Tom Lane wrote:
"Simon Riggs" <[EMAIL PROTECTED]> writes:
The basic idea is that when a tuple is UPDATEd we can, in certain
circumstances, avoid inserting index tuples for a tuple. Such tuples are
marked HEAP_ONLY_TUPLE, but their storage is otherwise identical to
other tuples.

What is VACUUM FULL going to do when it wants to move one of these things?
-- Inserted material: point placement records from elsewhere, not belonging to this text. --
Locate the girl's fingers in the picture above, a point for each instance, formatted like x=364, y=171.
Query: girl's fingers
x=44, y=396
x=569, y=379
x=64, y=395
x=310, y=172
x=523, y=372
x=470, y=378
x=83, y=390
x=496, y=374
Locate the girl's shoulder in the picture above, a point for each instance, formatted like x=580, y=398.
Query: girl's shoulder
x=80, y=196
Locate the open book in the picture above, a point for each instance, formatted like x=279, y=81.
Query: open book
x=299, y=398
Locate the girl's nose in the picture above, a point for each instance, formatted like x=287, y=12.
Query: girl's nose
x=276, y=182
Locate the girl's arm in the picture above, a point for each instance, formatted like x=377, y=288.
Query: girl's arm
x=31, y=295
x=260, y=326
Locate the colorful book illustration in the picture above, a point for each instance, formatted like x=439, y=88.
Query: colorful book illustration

I suppose it could move the whole chain to the same target page, if there is one with enough space to accommodate the whole chain. Or we could just cop out and not move tuples marked with HEAP_ONLY_TUPLE. I think that would be acceptable; after the last transaction that can see the old tuple is finished, the old tuple is dead. After that, VACUUM FULL can remove the old tuple and move the remaining tuple as usual.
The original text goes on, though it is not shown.